Bernanke brought to us by Rupe
So today Chairman Ben Bernanke chooses to address the USian public via a piece under his name in the Wall Street Journal, entitled The Fed's Exit Strategy.
The article addresses matters of money supply and public policy:
My colleagues and I believe that accommodative policies will likely be warranted for an extended period. At some point, however, as economic recovery takes hold, we will need to tighten monetary policy to prevent the emergence of an inflation problem down the road. The Federal Open Market Committee, which is responsible for setting U.S. monetary policy, has devoted considerable time to issues relating to an exit strategy. We are confident we have the necessary tools to withdraw policy accommodation, when that becomes appropriate, in a smooth and timely manner.
These are issues so basic to the economy in which we all swim or sink that the placement of the article raises at least two questions.
1. Why does one of the most highly placed officials of the US choose to write for a private, subscription-based publication, instead of making his views known through some more public channel? His piece could have run in various Government - as in Open Government - websites, blogs, the Fed's own site. It could have, indeed, run on all of them. As well as in the WSJ, and the NYT, and WaPO, etc.
Why does Bernanke - here playing the role of example, not whipping boy - not think of his role and place in USian life as warranting the widest possible public distribution of his thinking? Why not share via multiple networked distribution, rather than lend visibility solely to Rupert Murdoch's private enterprise?
In brief, why is the nation's top banking official failing to understand that his official words, like his official deeds, should be shared with all?
2. A slightly different aspect of this regards the Murdochian worldview. The WSJ sells its articles, and in most instances offers a couple of paragraphs - you want more, you pay. But in this instance (and in others), the entire piece is available to anyone.
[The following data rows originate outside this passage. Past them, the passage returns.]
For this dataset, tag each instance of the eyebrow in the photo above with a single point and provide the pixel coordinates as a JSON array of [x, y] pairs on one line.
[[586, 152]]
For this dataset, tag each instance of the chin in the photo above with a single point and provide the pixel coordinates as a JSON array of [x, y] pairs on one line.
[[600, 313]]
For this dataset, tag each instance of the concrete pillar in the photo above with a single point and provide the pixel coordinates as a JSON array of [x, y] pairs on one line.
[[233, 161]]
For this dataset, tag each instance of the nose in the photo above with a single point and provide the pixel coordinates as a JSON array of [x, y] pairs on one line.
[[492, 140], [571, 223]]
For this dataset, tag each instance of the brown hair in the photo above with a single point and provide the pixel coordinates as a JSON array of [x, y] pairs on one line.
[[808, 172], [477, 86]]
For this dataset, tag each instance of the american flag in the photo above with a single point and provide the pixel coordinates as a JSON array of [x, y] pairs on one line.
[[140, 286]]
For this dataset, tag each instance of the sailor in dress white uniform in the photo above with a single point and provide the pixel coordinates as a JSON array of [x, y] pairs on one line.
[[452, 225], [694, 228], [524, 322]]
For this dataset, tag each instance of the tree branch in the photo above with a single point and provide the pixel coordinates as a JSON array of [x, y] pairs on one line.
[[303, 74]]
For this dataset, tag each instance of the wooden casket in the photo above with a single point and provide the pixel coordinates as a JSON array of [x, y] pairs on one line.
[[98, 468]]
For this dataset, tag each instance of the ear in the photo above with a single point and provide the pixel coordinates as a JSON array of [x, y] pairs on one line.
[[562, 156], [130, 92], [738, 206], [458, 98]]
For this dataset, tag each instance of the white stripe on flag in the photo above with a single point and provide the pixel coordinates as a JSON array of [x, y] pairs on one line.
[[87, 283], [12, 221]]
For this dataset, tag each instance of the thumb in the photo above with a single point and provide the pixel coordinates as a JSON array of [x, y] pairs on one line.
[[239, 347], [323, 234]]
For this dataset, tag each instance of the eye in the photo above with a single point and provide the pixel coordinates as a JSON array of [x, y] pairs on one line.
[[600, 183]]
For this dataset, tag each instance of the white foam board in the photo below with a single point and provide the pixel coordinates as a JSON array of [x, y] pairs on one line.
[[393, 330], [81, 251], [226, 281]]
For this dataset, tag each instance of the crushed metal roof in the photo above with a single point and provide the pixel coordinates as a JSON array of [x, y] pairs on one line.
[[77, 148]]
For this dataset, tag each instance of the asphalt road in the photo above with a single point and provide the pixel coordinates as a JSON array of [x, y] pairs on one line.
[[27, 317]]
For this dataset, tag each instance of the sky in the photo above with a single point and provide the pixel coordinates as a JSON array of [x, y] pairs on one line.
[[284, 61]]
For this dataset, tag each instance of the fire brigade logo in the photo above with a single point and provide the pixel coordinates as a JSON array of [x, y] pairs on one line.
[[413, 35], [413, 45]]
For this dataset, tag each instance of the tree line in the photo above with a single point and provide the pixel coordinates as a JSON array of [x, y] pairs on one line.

Why? Could it be because the Journal acknowledges that public communications about matters of public interest deserve, warrant, or require public access?
If we assume something along those lines, then the question of the propriety of newspapers charging for news - which tends to involve "matters of public interest" - rears its uncapitalist head. Because if all information and communications relating to public interest are commodified products owned by private info-factories, why should there be any exceptions? Why should Mr. Obama's words, or Mr. Bernanke's not simply be carried by the highest bidding private publisher?
Or, if there must be exceptions, where is the line between essential, necessary public communications that must be shared with all, and inessential, government and public communications that need not be so distributed? Barack Obama yes, Hillary Clinton no? Barack yes, Michelle no? Bernanke yes, Paulson no?
Who decides where matters of national concern leave off and those merely of private interest begin?